In 1989, the Home and Personal Care businesses of Lever & Kitchen merged with the Australian firm, Rexona, to form L&K: Rexona. In 1993, the company changed its name to Lever Rexona and, in 2000, merged with Unilever Foods to form what is now Unilever Australasia.

At its prime in 1958, the Balmain factory employed as many as 1,250 workers. The complex contained a glycerine refinery, toilet soap plant, and an oil refining and hardening works, as well as many storage tanks, extensive wharves, and a small fleet of lighters and workboats.

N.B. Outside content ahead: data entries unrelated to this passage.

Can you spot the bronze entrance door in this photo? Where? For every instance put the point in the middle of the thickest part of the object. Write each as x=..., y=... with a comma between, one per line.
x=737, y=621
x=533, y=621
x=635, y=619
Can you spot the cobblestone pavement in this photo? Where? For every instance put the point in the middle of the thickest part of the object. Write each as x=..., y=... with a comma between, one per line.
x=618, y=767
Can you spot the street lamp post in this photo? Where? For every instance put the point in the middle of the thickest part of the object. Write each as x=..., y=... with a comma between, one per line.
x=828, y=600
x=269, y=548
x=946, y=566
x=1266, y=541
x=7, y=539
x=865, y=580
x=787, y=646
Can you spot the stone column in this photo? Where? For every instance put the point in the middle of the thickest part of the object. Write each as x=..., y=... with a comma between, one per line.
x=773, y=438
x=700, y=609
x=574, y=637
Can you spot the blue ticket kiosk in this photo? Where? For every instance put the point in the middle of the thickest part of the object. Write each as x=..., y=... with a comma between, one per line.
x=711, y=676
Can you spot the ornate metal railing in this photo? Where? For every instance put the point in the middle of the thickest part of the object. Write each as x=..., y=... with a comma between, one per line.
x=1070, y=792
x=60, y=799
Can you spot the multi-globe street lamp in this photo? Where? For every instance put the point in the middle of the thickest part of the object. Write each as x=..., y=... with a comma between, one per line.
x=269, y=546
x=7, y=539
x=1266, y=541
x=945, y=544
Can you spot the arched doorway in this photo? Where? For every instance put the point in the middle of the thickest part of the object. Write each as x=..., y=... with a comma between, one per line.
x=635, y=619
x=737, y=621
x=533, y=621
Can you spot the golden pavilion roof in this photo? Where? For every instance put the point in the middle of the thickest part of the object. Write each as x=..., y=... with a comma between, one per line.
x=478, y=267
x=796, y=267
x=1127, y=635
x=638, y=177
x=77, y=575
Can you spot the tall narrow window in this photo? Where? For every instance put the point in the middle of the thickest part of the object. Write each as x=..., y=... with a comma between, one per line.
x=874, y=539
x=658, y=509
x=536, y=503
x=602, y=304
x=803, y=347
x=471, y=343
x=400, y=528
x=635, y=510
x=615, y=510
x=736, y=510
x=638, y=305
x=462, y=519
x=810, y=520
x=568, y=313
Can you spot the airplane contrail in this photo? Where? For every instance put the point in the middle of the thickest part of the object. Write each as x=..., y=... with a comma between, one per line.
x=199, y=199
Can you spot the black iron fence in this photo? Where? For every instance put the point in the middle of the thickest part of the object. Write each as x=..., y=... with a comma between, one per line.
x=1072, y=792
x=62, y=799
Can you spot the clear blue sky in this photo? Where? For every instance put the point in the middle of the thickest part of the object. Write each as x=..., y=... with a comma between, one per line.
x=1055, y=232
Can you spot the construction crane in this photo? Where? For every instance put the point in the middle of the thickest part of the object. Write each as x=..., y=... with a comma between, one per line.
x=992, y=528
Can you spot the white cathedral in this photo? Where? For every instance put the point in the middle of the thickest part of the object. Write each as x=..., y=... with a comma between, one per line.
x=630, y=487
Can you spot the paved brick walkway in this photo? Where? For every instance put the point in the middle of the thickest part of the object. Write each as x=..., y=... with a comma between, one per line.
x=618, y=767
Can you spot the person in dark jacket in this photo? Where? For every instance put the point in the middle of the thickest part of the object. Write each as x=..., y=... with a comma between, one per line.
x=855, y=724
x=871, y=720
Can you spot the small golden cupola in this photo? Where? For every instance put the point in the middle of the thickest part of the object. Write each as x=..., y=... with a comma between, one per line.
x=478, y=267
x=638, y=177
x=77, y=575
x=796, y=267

The Balmain plant was wound down in the 1970s, having lost its waterfront and glycerine plant to the container wharf development at White Bay. Production eventually ceased in 1988. Together with the adjoining Ampol site, the area was sold in 1996 for the development of the Watervale, Dockside and Somerset Mews apartment complexes. Like many of the other Balmain industries, such as the former Balmain Power Station, the Colgate-Palmolive Factory, and the many shipyards, boilermakers and docks scattered about the Balmain foreshores, the Lever Brothers Factory became a victim of the ever-increasing property values in the area.

==Other information==
- Balmain master soapmaker, William Wainwright, was mayor of Balmain in 1922 and one of a number of Freemasons at Lever Brothers.
- As well as soap and glycerine, the factory also produced Lifebuoy antiseptic soap, Monkey Brand soap, Lux flakes and toilet soap, Pears soap, Rinso, Persil, Solvol, Omo, Handy Andy, and Continental packet soups.
- William Lever is credited as being the first soap manufacturer to imprint a brand name on a bar of soap ("Sunlight") and wrap it before sale.
- In 1930, Australian politician William Wentworth worked briefly at the site as a factory-hand.